Why is the uncle’s hand idle? Will he ever raise it? It is time: let fires be lit, cauldrons be brought to a boil, and flesh be cut into pieces and thrown in. Let blood stain the ancestral hearth and the feast be laid out. You, Tantalus, you will come to this feast, a guest of a crime all too familiar to you. I have given you a day of freedom; I release you from your hunger to attend this banquet. Break your fast, satisfy your ravenous appetite! Look on, while wine mixed with blood is drunk! [TANTALUS backs away, turns and runs] Have I found a meal which even you would flee? Stop! Where do you think you’re running off to?

GHOST OF TANTALUS: To the pools, the streams, the receding waters—even the fruit-laden tree that flees from my very lips! Please, I beg you, let me return to my dark prison cell! If you do not think that I suffer enough, then move me to a different river: let me be left in the middle of your stream, Phlegethon, surrounded by your fiery waters! Hear me, all of you who are sentenced to punishments doled out by the law of the Fates, you who lie within hollow caves and cower in fear of mountain walls threatening to collapse, you who are bound and tremble before the fierce maw of ravenous lions and the dread ranks of the Furies, and you who, already half-burned, try to hold off the onslaught of torches—hear the voice of Tantalus as he hurtles toward you! Trust me as one who knows: be thankful for the punishments you have! [To the FURY] When will you allow me to leave the world of the living?

FURY: After you have thrown your house into turmoil, after you have filled it with war and sword-lust, an evil to kings, and driven uncontrollable madness into their bestial hearts.

GHOST OF TANTALUS: I should endure punishments, not be one. Am I dispatched as some poisonous vapor from the earth’s fissures? Or some pestilence to spread a baleful plague among my people? Will I lead my grandchildren into unspeakable evil? [Holding up his hands] Great parent of the gods, and mine, too, however much it may shame you!
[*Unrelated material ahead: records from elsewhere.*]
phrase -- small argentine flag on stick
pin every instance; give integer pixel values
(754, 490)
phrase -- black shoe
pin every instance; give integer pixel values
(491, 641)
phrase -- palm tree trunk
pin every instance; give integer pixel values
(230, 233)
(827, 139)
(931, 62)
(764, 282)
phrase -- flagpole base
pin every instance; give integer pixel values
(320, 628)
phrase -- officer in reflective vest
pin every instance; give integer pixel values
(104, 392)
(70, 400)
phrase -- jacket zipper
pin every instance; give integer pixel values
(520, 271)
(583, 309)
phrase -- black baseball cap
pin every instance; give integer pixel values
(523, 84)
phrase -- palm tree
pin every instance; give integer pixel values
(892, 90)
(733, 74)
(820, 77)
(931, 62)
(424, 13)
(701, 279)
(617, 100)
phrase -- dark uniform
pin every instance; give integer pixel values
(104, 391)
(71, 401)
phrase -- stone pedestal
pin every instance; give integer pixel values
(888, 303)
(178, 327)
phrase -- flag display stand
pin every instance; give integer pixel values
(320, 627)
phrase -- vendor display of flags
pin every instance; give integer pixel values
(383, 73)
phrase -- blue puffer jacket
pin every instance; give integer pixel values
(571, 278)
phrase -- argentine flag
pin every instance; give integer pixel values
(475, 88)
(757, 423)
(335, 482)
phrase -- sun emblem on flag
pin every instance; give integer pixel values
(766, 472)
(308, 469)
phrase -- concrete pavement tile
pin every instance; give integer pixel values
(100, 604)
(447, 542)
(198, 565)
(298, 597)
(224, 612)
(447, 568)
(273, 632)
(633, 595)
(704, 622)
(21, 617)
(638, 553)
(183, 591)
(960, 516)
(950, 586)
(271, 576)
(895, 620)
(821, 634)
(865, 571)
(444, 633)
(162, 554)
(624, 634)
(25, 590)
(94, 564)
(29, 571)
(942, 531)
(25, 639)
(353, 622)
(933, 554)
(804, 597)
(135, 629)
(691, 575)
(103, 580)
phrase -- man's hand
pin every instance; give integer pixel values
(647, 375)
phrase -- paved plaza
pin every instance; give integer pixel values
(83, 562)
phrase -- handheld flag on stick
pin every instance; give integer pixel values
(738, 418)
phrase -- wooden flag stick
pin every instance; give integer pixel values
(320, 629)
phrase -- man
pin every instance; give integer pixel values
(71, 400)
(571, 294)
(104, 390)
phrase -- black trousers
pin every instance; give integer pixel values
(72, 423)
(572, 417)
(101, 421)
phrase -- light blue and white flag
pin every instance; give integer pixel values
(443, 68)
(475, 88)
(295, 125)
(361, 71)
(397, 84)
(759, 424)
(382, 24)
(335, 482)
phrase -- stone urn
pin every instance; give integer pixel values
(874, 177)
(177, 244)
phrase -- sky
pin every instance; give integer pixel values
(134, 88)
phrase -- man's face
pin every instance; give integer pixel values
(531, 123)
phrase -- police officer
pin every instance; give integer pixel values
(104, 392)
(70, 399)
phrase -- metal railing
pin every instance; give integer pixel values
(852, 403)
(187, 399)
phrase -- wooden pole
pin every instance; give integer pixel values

Even though my tongue may be assessed a heavy penalty and tortured for speaking out, I will yet voice this warning, too: descendants of Tantalus, do not defile your hands with accursed slaughter or stain the altars with the bloodshed of mad revenge! I will stand my ground. I will thwart this crime. [The FURY rises up to her full height and threatens to lash TANTALUS] Why do you threaten me with lashes and terrorize me with writhing snakes, rekindling that hunger residing in my deepest marrow? It burns, how my heart burns with thirst, and the flames of hunger flare up inside my burning belly! [Relenting] I’ll comply.

FURY: [cracking her whip] Spread this, yes this madness throughout your house. Let your descendants be carried away, blinded by fury, and with hostility in their hearts thirst for each other’s blood. Ah, the whole house senses your entrance, shuddering mightily at your wicked touch. Good, you have done more than enough. Now go back to the caverns of hell and the streams you know so well. Already the grieving earth revolts beneath your feet. See how the springs disappear, driven back underground? How the riverbeds grow dry? How few clouds are borne along by the scorching winds? Look, all the trees wither, their fruits gone, their branches barren. The Isthmus, once echoing with the roar of neighboring waters, once dividing neighboring shoals with a slender slip of land, now stretches wide, the distant sounds of the opposing seas now but a murmur. Lerna’s spring has retreated into the ground. Inachus’s channels lie hidden. The Alpheus no longer issues forth its sacred waters. No part of Cithaeron’s peaks is white with fallen snow. Noble Argos fears the return of its primeval drought. Look! The Sun-god himself wonders whether he should pull on the reins and compel the day that is destined to perish to continue on its path!